Hacker News new | ask | show | jobs
by jrdorn 1779 days ago
1. GA is very limited as a data source because of sampling and the fact that they don't expose variance. So if using GA, we only support simple binomial metrics, count data (assuming Poisson distribution), and duration data (assuming exponential distribution). For SQL data sources and non-parametric data, we currently rely on the CLT and treat the sampling distribution as Normal. There's a good article that goes over the stats in more detail (Itamar, the author, wrote our stats engine) - https://towardsdatascience.com/how-to-do-bayesian-a-b-testin...

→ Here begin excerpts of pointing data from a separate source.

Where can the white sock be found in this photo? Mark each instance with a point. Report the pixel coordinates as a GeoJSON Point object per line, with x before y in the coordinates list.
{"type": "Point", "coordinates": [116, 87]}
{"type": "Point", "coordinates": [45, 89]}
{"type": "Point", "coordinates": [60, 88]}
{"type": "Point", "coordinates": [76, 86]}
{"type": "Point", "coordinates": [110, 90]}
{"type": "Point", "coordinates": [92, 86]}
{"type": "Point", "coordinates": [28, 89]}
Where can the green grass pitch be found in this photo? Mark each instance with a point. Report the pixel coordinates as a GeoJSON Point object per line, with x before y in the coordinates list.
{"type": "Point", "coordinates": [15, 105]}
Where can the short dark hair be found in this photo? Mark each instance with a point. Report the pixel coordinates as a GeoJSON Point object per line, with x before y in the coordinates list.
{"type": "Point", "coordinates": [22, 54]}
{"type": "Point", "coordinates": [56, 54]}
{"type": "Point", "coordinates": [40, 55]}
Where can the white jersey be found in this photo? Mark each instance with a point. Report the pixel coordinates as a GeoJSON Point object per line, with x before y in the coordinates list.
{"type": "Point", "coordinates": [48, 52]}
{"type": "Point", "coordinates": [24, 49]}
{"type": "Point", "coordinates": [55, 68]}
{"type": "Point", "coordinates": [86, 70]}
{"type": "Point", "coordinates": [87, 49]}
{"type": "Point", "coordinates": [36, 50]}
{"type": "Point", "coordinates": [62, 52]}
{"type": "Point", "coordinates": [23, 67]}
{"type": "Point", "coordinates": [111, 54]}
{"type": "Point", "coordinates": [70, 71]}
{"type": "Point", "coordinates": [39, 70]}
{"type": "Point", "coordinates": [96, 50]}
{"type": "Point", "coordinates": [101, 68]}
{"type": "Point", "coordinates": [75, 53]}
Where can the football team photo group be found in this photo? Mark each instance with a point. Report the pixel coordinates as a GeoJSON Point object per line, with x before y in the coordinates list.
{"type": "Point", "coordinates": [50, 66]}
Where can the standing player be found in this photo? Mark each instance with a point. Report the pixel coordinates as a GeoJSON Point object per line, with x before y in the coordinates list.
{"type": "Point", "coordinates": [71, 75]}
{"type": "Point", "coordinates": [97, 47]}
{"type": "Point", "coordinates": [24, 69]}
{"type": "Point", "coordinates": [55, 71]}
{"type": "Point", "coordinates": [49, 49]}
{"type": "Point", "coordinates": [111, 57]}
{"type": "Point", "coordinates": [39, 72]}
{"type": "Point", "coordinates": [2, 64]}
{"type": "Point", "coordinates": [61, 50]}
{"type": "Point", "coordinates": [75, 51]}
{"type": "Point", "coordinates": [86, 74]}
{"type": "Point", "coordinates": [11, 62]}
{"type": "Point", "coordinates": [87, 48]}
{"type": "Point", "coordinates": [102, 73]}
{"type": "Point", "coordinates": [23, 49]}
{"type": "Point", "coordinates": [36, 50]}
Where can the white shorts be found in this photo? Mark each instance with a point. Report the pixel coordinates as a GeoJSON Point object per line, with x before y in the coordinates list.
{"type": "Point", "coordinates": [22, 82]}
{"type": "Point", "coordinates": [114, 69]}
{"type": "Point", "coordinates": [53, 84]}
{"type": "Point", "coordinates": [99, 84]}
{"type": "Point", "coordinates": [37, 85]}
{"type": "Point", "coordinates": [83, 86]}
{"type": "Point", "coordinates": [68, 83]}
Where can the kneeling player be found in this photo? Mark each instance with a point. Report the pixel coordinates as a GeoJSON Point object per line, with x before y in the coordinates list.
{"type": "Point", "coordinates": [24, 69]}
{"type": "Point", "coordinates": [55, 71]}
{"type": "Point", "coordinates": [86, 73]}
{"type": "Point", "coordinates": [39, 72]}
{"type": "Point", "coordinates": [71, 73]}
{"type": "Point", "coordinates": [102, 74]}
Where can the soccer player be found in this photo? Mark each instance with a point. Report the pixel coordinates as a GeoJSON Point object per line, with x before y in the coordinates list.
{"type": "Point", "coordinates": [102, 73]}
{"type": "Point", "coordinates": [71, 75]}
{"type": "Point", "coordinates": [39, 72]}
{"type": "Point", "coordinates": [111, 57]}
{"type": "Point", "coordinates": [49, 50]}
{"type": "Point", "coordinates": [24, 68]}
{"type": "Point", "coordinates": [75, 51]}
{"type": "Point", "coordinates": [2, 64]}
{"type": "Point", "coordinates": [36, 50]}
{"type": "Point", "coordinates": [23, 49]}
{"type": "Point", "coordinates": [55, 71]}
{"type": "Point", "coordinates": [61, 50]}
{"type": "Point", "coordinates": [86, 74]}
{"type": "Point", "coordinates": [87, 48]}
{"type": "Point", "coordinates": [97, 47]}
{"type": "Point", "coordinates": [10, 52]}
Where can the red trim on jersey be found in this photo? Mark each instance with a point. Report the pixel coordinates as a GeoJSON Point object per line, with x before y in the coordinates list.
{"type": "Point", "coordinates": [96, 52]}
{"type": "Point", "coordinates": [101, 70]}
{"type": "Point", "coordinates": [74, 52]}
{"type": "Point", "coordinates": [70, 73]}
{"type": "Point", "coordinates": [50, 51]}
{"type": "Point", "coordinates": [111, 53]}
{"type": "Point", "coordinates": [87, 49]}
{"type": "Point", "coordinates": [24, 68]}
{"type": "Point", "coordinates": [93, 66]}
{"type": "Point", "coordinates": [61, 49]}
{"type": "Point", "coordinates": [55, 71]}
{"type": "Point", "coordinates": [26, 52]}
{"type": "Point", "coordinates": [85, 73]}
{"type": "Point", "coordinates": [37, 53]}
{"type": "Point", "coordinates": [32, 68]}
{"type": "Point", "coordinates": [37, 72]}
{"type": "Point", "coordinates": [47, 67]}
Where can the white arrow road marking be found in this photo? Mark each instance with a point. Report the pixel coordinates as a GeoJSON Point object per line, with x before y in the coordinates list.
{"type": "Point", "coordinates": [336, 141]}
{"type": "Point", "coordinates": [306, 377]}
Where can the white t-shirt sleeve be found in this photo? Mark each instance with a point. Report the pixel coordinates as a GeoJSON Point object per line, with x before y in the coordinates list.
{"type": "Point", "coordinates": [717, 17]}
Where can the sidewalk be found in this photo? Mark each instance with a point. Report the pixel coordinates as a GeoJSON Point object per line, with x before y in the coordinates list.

2. We have a minimum sample size threshold before we run any statistics on the data. To your point, we don't want to say something is "significant" if it's 5 conversions vs 1. This is one area we're looking to improve with better heuristics. We can't completely take the human out of the loop, but we can help give them all the info they need to make the best decision. On that front, we do show Bayesian expected loss (risk) and credible intervals in addition to just the "chance to beat control".

1 comments

Brilliant, thank you.

Can you use the system to analyse results of tests it didn't run? ie. If I run tests using some SAAS that only supports frequentist stats could I use your system as a bayesian analysis backend?

Yes. As long as the variation assignment data and success metrics are in a supported data source (SQL, GA, or Mixpanel currently), it can be queried and analyzed in Growth Book.